This book is about the relationship of the American writer to his land and language - to the 'scene' and the 'sign', to the natural landscape and the inscriptions imposed upon it by men. Among the questions considered in the first section of the book are how does American Romantic writing differ from European; what are the peculiar problems faced by the American artist, and what roles does he adopt to tackle them; what kind of writing results when authors as different as Henry Adams and Mark Twain lament the vanishing of an earlier America, or when Adams and Henry James review their complex relationship to their homeland, or when W. D. Howells and Stephen Crane seek to define their themes in a specifically American setting. The second section of the book examines similar concerns in a number of contemporary writers, notably Thomas Pynchon, John Barth, Donald Barthelme, John DeLillo, and William Gass.

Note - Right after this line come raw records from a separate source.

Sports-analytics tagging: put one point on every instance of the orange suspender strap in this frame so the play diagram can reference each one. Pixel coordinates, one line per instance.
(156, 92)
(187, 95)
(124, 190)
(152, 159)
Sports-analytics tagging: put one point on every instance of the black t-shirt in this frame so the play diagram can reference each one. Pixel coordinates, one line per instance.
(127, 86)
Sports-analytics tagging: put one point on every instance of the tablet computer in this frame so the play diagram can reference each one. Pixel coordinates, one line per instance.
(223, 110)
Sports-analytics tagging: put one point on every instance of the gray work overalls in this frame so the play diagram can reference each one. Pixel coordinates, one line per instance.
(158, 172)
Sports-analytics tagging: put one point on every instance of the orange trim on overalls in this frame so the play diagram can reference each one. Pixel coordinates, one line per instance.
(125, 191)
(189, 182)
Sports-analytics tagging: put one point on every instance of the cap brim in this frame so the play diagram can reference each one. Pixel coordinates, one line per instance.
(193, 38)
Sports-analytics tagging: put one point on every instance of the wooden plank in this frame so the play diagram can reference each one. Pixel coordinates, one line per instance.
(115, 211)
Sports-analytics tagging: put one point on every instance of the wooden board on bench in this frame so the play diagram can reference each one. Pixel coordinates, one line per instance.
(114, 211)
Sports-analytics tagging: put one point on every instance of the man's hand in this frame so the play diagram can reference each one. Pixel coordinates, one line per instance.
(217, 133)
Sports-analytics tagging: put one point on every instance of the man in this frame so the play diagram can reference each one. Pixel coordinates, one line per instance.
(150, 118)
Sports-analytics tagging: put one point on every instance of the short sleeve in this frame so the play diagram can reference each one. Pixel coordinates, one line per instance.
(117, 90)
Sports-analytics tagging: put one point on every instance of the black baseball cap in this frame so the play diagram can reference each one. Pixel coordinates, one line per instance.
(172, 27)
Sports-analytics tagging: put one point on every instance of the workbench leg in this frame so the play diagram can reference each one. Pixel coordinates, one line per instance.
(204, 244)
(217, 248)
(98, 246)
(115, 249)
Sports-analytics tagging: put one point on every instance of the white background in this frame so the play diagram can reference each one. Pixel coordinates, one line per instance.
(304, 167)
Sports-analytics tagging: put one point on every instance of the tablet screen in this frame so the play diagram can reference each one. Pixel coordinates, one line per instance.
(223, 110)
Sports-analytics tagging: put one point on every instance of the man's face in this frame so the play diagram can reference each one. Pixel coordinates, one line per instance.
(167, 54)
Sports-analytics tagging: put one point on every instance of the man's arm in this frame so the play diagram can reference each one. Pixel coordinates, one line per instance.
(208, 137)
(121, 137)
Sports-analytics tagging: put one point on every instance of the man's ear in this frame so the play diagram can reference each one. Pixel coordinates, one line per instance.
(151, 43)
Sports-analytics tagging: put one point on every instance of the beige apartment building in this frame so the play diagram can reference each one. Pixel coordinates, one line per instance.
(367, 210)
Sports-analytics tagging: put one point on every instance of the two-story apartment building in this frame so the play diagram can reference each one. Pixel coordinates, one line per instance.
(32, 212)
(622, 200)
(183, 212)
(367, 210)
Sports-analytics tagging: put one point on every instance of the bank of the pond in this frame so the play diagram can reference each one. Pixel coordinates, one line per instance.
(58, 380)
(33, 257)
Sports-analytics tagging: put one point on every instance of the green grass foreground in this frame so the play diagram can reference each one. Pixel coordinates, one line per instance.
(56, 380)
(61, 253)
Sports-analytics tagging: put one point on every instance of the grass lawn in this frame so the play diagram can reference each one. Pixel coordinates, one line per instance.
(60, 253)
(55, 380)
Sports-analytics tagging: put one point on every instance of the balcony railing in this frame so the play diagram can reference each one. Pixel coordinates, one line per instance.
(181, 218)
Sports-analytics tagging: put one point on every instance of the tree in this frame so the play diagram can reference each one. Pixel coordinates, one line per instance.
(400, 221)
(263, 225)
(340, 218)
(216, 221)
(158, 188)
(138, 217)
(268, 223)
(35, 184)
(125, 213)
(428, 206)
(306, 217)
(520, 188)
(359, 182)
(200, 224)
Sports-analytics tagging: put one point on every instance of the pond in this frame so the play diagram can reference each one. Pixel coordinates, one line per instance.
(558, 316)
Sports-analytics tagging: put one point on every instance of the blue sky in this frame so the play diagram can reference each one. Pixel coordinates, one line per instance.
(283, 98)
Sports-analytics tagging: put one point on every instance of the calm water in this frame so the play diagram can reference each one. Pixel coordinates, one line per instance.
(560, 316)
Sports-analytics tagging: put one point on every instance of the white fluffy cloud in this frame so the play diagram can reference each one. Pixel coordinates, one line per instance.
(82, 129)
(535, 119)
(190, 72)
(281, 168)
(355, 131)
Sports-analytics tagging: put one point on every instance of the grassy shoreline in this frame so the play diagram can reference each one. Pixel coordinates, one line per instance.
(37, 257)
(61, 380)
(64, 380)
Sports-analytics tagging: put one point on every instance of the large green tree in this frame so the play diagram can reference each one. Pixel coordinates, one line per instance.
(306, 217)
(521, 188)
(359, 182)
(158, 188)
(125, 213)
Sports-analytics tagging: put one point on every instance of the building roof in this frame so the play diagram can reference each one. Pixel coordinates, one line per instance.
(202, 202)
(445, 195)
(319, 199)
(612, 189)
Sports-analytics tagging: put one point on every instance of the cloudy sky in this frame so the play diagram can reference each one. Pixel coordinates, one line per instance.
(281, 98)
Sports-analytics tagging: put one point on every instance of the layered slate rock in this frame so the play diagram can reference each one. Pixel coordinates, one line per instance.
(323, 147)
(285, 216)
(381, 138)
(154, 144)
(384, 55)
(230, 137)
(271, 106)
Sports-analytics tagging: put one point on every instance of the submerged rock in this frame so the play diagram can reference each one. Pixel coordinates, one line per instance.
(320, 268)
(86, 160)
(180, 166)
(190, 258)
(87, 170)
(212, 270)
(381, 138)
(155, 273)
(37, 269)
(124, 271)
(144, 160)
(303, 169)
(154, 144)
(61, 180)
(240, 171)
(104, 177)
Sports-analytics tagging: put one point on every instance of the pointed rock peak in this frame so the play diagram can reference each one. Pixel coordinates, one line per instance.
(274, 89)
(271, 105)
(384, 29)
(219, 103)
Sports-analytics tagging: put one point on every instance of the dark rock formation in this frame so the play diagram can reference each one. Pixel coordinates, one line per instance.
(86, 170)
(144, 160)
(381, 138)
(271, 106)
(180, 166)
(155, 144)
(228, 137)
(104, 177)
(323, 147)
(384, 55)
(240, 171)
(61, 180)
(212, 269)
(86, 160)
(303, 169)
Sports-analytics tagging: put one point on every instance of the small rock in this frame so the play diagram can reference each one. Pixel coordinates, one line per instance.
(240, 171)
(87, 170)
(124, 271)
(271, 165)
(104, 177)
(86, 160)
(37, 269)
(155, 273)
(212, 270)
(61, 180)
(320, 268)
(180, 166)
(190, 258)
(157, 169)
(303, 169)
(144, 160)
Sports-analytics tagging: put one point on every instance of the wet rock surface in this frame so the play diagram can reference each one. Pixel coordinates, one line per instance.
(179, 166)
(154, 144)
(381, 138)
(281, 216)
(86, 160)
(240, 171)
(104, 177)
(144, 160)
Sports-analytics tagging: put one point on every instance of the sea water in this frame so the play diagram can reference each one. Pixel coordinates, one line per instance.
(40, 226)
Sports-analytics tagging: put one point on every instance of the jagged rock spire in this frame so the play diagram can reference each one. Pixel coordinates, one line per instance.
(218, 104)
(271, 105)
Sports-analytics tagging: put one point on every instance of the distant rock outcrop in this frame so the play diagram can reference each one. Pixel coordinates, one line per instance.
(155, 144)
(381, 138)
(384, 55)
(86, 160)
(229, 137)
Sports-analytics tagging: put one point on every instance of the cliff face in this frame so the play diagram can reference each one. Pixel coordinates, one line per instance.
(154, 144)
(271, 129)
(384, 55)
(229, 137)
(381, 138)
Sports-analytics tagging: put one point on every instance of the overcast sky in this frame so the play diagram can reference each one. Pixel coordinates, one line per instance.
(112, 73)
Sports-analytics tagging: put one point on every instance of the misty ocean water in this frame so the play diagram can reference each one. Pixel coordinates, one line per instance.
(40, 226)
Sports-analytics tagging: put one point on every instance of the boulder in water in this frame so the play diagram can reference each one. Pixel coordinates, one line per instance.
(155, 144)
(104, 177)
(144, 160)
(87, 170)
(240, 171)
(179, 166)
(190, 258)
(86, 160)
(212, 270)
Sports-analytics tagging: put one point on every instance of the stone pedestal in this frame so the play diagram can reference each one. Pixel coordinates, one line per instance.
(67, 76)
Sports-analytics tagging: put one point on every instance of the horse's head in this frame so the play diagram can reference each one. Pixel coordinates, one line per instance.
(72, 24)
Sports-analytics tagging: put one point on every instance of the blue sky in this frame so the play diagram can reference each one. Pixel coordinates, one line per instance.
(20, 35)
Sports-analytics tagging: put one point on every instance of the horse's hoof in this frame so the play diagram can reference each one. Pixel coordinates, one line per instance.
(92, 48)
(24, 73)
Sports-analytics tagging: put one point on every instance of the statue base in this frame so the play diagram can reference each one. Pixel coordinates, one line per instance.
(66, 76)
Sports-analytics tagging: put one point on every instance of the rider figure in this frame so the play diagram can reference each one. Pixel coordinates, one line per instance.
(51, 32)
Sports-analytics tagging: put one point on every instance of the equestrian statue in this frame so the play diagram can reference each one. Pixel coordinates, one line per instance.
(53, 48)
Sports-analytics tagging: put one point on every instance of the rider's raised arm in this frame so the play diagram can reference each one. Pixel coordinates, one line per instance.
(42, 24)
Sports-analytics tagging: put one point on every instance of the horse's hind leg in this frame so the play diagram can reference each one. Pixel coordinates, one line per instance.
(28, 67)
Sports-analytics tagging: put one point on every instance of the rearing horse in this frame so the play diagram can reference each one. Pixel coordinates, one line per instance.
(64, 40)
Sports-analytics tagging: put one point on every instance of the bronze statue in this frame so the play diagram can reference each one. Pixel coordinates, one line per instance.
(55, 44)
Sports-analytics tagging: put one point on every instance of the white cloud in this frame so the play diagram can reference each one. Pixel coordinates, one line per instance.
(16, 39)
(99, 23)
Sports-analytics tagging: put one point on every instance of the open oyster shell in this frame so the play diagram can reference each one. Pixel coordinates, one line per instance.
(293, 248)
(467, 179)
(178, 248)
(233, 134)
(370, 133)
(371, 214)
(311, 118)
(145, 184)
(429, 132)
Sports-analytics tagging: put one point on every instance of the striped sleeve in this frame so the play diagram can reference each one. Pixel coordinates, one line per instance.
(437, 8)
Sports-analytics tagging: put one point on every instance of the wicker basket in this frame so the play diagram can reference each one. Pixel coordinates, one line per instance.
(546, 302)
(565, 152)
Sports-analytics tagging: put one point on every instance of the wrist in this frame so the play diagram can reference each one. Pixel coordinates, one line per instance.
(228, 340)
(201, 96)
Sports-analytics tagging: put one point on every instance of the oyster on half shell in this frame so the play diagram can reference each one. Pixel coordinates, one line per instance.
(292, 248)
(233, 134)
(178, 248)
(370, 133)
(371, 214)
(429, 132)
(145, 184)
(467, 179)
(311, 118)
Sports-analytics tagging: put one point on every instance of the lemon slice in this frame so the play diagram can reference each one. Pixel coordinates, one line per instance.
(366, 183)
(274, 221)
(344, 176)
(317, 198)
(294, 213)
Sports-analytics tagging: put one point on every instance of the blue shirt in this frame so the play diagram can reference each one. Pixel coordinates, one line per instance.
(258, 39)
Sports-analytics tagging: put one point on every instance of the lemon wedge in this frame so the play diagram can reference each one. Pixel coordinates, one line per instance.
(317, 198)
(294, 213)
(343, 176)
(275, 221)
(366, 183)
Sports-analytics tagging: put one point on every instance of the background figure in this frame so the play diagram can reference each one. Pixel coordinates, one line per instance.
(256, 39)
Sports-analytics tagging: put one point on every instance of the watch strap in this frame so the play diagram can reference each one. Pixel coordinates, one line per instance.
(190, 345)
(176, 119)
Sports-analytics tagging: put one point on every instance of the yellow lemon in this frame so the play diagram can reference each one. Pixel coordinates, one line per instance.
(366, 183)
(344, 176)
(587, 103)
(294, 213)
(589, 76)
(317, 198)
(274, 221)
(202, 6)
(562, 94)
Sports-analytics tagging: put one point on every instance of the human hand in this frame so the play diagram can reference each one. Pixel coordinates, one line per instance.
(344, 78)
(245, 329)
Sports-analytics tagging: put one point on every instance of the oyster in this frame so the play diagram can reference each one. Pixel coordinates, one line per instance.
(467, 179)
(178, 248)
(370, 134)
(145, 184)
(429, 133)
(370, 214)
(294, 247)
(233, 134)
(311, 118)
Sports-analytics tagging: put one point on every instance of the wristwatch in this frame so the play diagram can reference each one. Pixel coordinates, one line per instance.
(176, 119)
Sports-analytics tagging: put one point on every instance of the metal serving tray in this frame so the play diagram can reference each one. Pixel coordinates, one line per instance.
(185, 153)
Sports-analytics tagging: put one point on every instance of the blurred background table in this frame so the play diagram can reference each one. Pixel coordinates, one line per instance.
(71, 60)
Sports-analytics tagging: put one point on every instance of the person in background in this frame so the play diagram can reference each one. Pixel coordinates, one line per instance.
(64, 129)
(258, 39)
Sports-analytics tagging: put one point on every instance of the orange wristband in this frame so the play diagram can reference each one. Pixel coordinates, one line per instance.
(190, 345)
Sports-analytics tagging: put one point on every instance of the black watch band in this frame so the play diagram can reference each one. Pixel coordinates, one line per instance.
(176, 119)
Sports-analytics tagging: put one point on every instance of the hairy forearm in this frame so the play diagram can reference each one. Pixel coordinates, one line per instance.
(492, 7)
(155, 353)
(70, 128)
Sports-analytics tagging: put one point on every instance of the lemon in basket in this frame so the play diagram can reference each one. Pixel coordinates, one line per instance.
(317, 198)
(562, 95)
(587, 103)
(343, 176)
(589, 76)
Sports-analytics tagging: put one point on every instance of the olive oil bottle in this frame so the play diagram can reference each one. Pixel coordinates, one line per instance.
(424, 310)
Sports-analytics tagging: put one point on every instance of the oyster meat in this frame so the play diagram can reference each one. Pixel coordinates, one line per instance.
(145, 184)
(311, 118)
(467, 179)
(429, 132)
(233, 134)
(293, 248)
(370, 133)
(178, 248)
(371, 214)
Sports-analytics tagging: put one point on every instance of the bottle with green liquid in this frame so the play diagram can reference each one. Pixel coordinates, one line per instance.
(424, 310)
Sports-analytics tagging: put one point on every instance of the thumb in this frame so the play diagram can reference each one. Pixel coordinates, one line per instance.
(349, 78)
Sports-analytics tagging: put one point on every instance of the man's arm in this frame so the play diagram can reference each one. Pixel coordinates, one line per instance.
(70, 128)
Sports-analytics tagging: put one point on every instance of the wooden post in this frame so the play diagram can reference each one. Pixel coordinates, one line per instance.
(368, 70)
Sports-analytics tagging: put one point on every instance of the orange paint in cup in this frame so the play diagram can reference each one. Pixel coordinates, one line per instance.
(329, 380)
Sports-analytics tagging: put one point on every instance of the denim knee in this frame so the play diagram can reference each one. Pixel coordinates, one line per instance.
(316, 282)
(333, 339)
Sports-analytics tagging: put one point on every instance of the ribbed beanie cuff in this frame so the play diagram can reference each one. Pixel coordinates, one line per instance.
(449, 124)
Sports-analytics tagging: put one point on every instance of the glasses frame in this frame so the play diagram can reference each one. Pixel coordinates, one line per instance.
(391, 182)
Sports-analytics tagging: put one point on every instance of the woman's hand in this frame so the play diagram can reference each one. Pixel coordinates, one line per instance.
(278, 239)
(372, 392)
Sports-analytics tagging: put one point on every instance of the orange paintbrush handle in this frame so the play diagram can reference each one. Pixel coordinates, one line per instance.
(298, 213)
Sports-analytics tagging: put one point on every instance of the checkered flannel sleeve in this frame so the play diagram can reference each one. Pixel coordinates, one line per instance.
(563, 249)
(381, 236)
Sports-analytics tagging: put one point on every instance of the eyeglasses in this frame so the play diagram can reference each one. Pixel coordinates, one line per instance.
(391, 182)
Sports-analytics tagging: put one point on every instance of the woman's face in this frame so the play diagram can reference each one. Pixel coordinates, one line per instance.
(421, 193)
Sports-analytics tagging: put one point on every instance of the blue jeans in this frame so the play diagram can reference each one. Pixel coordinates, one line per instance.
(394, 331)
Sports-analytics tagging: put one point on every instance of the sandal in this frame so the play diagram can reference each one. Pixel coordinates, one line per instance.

‘What brings the book together, of course, is the extraordinarily inventive, creative and coherent consciousness of one of our most distinguished literary critics. Everything Tanner touches seems to me somehow newer and fresher. He reminds me of a kind of critical alchemist who is able to take the most used and jaded of literary materials and turn them into brilliant objects.’
Source: American Literary Realism
‘Always, Mr Tanner is sensitive, subtle, surprising … From Walt Whitman to William Gass, Mr Tanner beautifully illuminates, in Emily Dickinson’s words, all these Continents of Light.’